Prof David Kinley, the chair of
human rights law at Sydney University, said it might be possible to pursue a
negligence claim against Qatar Airways, despite the flight crew not being aware
of why they had been asked to send the female passengers off the plane, and
Qatar Airways officially denying any involvement.
He said that insofar as the
airline was charged with ensuring the safety of the passengers and provided
them to security staff when asked, “there may indeed be a line of negligence to
pursue against Qatar Airways in Australia”.
If they were to pursue another
charge – such as assault – that would have to be prosecuted under Qatar
domestic law. “If it had happened in Australia there would be no question that
we would consider it assault,” he said.
The third legal option would be to
make a complaint under international human rights law. Qatar ratified the
international covenant on civil and political rights in 2018.
It would be possible for Australia
to bring a claim against Qatar on behalf of the women but Kinley said that
would represent a significant diplomatic incident and it was likely this “won’t
be of sufficient gravity for the country, although of course it is for the
women involved”.
Instead they will try diplomatic
channels: the Australian foreign affairs minister, Marise Payne, this week
hauled in the ambassador and demanded a report into the matter, first requested
by the Australian government on 6 October, be completed by the end of this
week. Another mechanism is further publicity: Hamad international airport did
not respond to requests for information until after the story was published and
nor did Payne, whose department was aware of the women’s treatment, make public
comment until it was headline news.
But that can carry its own toll
for the women involved. “It’s degrading and humiliating enough,” Kinley said.
“To push it into the headlines may be something that people do not want to do.”

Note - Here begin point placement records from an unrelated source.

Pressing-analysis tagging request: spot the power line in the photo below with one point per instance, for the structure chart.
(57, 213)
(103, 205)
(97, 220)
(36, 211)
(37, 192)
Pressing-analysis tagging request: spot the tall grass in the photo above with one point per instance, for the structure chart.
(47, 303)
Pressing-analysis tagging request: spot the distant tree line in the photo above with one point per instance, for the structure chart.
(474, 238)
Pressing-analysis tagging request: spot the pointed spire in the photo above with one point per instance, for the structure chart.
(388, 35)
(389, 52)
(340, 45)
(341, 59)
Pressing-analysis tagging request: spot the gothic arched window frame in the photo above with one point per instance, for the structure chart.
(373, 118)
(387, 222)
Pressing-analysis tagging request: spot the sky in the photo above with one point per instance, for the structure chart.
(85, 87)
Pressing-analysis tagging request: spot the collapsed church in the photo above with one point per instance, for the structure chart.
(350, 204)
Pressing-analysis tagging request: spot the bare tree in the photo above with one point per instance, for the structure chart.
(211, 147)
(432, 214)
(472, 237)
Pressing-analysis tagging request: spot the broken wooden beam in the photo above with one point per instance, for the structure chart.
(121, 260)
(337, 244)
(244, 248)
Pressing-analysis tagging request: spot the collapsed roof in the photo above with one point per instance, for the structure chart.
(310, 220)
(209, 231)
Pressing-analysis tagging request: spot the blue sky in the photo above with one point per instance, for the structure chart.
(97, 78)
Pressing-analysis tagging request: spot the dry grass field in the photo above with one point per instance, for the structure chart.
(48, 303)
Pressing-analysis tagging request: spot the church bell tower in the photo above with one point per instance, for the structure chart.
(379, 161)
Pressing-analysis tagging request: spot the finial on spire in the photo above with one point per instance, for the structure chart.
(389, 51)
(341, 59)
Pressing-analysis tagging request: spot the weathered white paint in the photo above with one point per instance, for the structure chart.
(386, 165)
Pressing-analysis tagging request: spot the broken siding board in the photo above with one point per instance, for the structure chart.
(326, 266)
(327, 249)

Dr Anna Arstein-Kerslake, an
associate professor in human rights law and gender justice at Melbourne
University, said in a case like this, the aggrieved person could make a
complaint to the United Nations human rights committee. The treatment of the
women could be argued to breach article nine of the covenant, on the right to
liberty and security of a person, and article six, the right to be free of
medical treatment without consent.
The human rights committee could
then make a finding against the government of the offending country. “It’s a slap
on the wrist, but it can be quite embarrassing,” Arstein-Kerslake said. “There
have been significant changes in the laws of countries based on the committee
commenting on the actions of a particular state at a particular point.”
Kaufman said the “obvious
mechanism” under the covenant would be to make an individual complaint to the
UN special rapporteur on violence against women, which would not result in any
compensation but could result in a declaratory opinion, which could in turn
recommend the state provide redress.
“A similar and parallel mechanism was used by
the partner of the murdered journalist Jamal Khashoggi,” he said. “Usually,
such procedures are adopted as a means of shaming the offending sovereign state
concerned and this also depends – to a large extent – on the ability of the
victims’ legal team to generate maximum international media exposure.”
Arstein-Kerslake said it was
possible that Australia, a country reliant on air travel, would view it as
important to register an objection under international human rights law.
“It’s important for other governments in other
countries to know that this is something that it’s not OK for them to do, and
that there will be repercussions if they do this, even if the repercussions are
just embarrassing publicity,” she said.